On Wed, Mar 17, 2004 at 01:42:31PM +0000, Tom Payne wrote:
> There is nothing about GTK that enforces or even implies use of a "Modern" 
> Desktop paradigm. My GTK apps run just fine in Ion :-) My interest in it is 
> that it provides a rich high-level API which I can use to write powerful 
> code quickly. 

It takes a lot of effort to create anything even half usable with all
WIMP toolkits. They're too low-level for that.

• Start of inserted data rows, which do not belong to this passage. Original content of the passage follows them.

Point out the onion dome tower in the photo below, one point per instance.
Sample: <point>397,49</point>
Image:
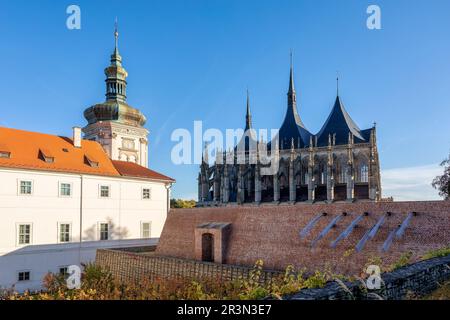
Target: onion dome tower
<point>116,125</point>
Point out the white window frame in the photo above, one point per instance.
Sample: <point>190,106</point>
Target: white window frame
<point>100,231</point>
<point>150,193</point>
<point>18,224</point>
<point>23,271</point>
<point>59,232</point>
<point>59,189</point>
<point>100,191</point>
<point>142,229</point>
<point>19,182</point>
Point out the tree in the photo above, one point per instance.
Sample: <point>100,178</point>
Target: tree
<point>442,183</point>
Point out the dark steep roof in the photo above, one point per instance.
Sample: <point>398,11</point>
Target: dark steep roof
<point>293,128</point>
<point>249,138</point>
<point>340,124</point>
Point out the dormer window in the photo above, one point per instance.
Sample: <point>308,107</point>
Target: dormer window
<point>5,154</point>
<point>91,161</point>
<point>46,156</point>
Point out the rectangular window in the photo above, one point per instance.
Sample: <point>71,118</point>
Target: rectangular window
<point>23,276</point>
<point>146,193</point>
<point>24,234</point>
<point>26,187</point>
<point>146,230</point>
<point>104,231</point>
<point>64,232</point>
<point>65,189</point>
<point>104,191</point>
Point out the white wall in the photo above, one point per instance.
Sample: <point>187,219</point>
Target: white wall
<point>124,210</point>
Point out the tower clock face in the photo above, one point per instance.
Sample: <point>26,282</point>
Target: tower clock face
<point>128,144</point>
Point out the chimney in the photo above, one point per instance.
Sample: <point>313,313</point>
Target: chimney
<point>77,137</point>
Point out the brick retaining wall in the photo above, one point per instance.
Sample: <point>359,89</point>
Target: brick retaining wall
<point>419,279</point>
<point>131,266</point>
<point>271,233</point>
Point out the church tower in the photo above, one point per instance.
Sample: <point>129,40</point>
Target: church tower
<point>116,125</point>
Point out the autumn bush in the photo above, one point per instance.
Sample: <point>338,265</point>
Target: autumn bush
<point>99,284</point>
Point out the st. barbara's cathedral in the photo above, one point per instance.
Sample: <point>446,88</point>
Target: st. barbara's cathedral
<point>339,163</point>
<point>116,125</point>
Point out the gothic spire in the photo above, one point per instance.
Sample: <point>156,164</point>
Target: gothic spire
<point>248,116</point>
<point>291,91</point>
<point>292,126</point>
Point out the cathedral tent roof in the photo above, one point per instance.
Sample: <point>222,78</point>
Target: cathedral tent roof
<point>340,124</point>
<point>293,128</point>
<point>25,148</point>
<point>249,137</point>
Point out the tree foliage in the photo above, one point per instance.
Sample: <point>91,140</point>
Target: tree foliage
<point>442,183</point>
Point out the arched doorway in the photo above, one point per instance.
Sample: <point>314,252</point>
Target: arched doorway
<point>208,247</point>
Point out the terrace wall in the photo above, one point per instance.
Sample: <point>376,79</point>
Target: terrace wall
<point>271,233</point>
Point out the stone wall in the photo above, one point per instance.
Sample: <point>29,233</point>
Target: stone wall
<point>132,266</point>
<point>418,279</point>
<point>271,233</point>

> There are already hundreds of themes for GTK, some of which even look OK, 
> that could be used to theme Ion too. 

I haven't met one I'd like. Somehow even the clones of motif, nextstep,
etc. do not look right.

> My "grand idea" is to use librsvg for drawing tabs and frames, which is 
> gdk-dependent, but looks great and is arguably simpler than the current 
> drawing engine: all the code to draw raised/lowered/indented/whatever 
> borders is already included in librsvg. 

There should be nothing in the current drawing engine interface that
would stop you from using gdk and whatever depends on it if gdk can handle
"foreign" windows correctly. And I am not opposed to using gdk in the
engines, it just a a wrapper over Xlib (albeit clumsy). I am opposed to
a higher-level reimplementation of the wheel using gtk.

It might actually even be possible to use gtk theme engines if they do not
depend on gtk too much, only gdk. And that's how it should be; Ion'd drawing
engines also depend only on libtu, luaextl and the object system (which has
been moved to libtu), not the rest of Ion architechture.